This 2020 is being different in every way, we have gone through long months of confinement, empty and dark streets on the brightest days of the year, parks without children and cinemas without spectators, small shops that lower the barrier without the hope of raising it again and widespread uncertainty.
This year’s Christmas holidays will look a lot like this year; but it’s not the first time it’s happened. 15% of the Spanish population knows this and has lived it. Our elders born before 1950 have suffered the effects of a different Christmas, those who lived through the war of independence or the Spanish civil war of the 1930s. Our elders have been able to maintain the custom of Christmas for years and have protected and kept it for fear of losing it again as in the time of war.
These parties are different because they don’t have to be bad, we can be in solidarity with our elders, and protect them as they have protected us. Taking care of them and not spreading them, hugging them can mean spreading them because the virus doesn’t move alone, we move it ourselves. Going from one area with a high rate of community transmission to another where there may be little case to increase the risk of an outbreak in that area.

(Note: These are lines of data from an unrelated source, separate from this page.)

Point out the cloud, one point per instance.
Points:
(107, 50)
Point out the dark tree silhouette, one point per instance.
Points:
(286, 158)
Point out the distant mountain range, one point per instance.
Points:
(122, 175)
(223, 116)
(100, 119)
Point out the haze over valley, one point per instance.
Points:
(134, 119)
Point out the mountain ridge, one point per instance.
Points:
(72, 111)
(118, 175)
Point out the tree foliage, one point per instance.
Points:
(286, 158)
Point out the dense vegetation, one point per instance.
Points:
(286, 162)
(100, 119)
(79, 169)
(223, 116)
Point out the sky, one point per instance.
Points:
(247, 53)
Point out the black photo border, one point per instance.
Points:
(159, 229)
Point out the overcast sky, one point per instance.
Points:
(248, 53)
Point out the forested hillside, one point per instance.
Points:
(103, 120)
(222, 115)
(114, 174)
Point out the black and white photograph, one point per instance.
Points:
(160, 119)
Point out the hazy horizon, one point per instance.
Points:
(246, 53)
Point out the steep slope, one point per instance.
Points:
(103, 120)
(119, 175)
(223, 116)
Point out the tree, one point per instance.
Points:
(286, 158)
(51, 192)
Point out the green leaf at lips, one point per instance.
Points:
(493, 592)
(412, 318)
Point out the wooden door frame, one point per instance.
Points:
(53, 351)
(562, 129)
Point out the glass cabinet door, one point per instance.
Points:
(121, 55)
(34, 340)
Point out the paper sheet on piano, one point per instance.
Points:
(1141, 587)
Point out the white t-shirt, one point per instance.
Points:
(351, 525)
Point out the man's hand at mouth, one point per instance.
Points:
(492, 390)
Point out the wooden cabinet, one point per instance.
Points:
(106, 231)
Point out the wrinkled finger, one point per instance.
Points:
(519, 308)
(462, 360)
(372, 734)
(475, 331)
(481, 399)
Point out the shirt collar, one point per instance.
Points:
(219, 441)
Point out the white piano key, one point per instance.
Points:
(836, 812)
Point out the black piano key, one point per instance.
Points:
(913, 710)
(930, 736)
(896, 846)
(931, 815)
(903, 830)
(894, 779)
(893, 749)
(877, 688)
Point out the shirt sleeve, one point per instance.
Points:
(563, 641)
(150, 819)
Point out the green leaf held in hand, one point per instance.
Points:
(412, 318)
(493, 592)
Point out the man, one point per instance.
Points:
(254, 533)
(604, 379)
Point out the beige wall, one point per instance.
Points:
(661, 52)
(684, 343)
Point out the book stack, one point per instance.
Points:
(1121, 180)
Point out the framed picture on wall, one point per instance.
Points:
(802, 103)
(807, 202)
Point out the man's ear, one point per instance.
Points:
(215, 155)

Our generation, that generation that was born after the wars, that 85% of the population has the duty and obligation to learn to be in solidarity with those closest to us before thinking of being in solidarity with the furthest. Being lonely this Christmas, it doesn’t symbolize sadness, it means we love our family, friends and colleagues, it means we’re supportive. Even if it hurts, we have to keep tinging up the virus until the vaccine all arrives and we get out of this pandemic. Contacts must be avoided to tackle contagion. Tonight, is good Night and tomorrow will be Christmas. If we don’t see each other these days, if we don’t hug, if we can’t shake hands or say hello with a kiss: simply because we love each other. Merry Christmas to all.